What then followed might have been good news when the trend reversed and the price of crude oil fell close to $40 a barrel by the end of the year, but that did not bring the much-needed relief in a global economy beset with the woes of a financial meltdown.

 

Few businesses are as affected by fluctuations in the fuel price as the airline industry, considering that fuel consumption can be as high as 30 to 40 per cent of the operating costs. One might already be asking why airfares have not come down in tandem with the falling fuel price, when many airlines had been quick to raise their fares or fuel surcharges when the fuel price rose. 

 

 

 

The truth is that the declining fuel price is not necessarily good news for the airlines. In an industry where fuel hedging is a common practice, many airlines have been caught flying ahead of the rising curve.

 

Cathay Pacific Airways announced losses from hedging fuel contracts that would run through 2011, costing an estimated HK$7.6 billion which only Oct 31 last year was estimated to be HK$2.8 billion.
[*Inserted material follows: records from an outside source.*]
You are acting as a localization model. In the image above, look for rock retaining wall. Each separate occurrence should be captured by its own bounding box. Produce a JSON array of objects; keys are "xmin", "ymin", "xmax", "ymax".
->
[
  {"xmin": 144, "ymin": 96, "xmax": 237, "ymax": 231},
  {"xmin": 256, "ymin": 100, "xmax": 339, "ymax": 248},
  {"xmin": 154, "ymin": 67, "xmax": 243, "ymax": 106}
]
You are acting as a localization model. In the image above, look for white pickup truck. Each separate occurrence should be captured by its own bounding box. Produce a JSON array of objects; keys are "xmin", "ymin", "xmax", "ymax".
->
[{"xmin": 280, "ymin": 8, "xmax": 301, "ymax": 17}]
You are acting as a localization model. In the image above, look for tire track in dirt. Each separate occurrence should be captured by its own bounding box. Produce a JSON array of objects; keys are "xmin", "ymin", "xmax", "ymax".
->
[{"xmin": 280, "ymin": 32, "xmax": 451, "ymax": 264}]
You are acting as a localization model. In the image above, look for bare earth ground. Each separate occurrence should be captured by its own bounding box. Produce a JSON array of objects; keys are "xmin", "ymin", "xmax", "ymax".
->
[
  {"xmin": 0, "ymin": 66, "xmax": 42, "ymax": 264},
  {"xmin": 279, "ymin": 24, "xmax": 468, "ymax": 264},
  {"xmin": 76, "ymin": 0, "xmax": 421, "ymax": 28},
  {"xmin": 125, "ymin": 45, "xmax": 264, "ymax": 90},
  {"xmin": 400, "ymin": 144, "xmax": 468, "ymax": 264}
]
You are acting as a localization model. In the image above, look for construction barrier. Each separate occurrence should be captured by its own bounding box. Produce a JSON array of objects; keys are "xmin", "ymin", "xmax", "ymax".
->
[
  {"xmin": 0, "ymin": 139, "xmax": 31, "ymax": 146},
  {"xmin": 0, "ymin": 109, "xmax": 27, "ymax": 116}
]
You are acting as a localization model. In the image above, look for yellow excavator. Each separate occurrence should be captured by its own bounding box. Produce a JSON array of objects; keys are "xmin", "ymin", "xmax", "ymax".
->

Other airlines affected by the costly gamble include All Nippon Airways, Air China, Air Canada and almost every American carrier from the giants of United Airlines and American Airlines to the smaller carriers such as Alaska Airlines and Southwest Airlines.

 

 

 

Few airlines have reported benefiting from their hedging policies. Among them was British Airways, which recently announced it was cutting the fuel surcharge by one third to reflect the falling fuel price

 

It would follow that the falling fuel price would induce increased air travel. In light of this, the International Air Transport Association (IATA) has revised the loss forecast for the world’s airlines from US$4.1 billion next year to US$2.5 billion. International Civil Aviation Organization (ICAO) council president Roberto Kobeh Gonzalez was also optimistic that the industry could regain profitability as early as this year.

 

Therein lies the irony, when the falling fuel price reflects a strained global economy badly in need of a stimulant to recover. Until the economy gets kicking again, air travel is unlikely to get the boost. And it does not help that many airlines are still holding on to their prices to make up for the fall in revenue.

 

The problems of the lackluster economic climate are compounded by political unrests, terrorism threats and social issues, which have taken a toll on air travel. ICAO has warned that airports could be the next soft targets of terror attacks.

 

Ironically, therefore, a rising fuel price may augur well for the airlines, if not to cushion against the hedging losses but as a signal of an economic recovery. At the very least, airlines will be relieved of the pressure to justify their reluctance to reduce airfares when the fuel price is falling. But if the economy continues to sink and with it, the fall in the demand for seats, even a falling fuel price is not going to help. The airlines may have no choice but to reduce airfares and fuel surcharges (some airlines have already waived fuel surcharges for domestic travel) to stimulate demand.

 

While the glimmer of hope that 2009 brings has some experts prematurely dusting their crystal balls in the belief that they can see clearly now, the New Year’s spike – triggered by the escalating conflict in the Middle East and the dispute between Russia and Ukraine over gas imports – seems shortlived. Soon after, the price of crude oil plunged from US$48 to below US$40 a barrel.

 

Lest we forget, the year that passed has proven us wrong too many times. But for the nagging uncertainty, who knows what will happen next?